Я словно со стороны видел, как мы трое сошлись в каком-то странном танце борьбы за выживание – все вместе на перекрестке судьбы, вершины одного треугольника. Что каждый из нас ощущал в этот миг? Было ли меж нами взаимопонимание – за ролями, отведенными нам страхом, рефлексом защиты своего участка и охотничьим инстинктом – понимание общности нашего бытия? Мне почти захотелось потянуться к гремучке, пожать ей незримую руку и сказать: «Ты хоть и гремучка, но по крайней мере не Стенпок, и за это я жму твою незримую руку». {38}

Змея двинулась ко мне, в глазах ее читалась непреклонная целеустремленность, и я зажмурился, думая – вот, значит, каково это.
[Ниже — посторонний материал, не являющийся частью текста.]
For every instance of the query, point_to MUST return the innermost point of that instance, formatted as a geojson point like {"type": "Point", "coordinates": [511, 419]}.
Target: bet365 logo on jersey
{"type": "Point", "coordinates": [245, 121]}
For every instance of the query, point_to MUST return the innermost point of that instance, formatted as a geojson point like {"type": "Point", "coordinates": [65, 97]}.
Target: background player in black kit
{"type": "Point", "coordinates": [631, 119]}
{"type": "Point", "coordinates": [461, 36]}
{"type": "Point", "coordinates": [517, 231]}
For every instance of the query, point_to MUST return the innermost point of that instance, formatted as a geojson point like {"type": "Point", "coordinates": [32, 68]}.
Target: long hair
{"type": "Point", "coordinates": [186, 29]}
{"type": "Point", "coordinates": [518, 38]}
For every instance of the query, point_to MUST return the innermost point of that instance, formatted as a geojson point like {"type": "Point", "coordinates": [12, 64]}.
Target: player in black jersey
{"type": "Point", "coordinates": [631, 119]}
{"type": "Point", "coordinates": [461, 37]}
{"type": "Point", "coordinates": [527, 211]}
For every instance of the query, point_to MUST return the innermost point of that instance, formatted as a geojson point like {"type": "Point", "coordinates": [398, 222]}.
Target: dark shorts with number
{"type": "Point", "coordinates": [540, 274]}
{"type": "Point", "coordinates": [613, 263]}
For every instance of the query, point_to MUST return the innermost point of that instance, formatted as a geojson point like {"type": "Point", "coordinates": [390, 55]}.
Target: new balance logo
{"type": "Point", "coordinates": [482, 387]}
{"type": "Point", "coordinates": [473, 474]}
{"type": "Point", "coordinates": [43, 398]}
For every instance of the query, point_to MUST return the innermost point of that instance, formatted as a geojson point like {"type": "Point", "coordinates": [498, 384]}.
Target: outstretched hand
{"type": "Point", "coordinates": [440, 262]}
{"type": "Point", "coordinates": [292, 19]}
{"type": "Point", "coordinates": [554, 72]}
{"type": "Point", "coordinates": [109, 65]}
Наверное, погибнуть на ранчо от укуса змеи в лицо даже приличнее, чем самому себе выстрелить в голову из старинного ружья в холодном амбаре.

Прогремело два выстрела:

Невероятное путешествие мистера Спивета - i_009.png

Второй каким-то образом вернул меня в мир ранчо. Я открыл глаза и увидел, что снесенная пулей голова гремучки валяется на земле, а из толстой шеи хлещет кровь. Безголовое тело дергалось, как будто собираясь выкашлять что-то очень важное. Змея свилась в тугой комок, расплелась вновь – и, наконец, замерла навсегда.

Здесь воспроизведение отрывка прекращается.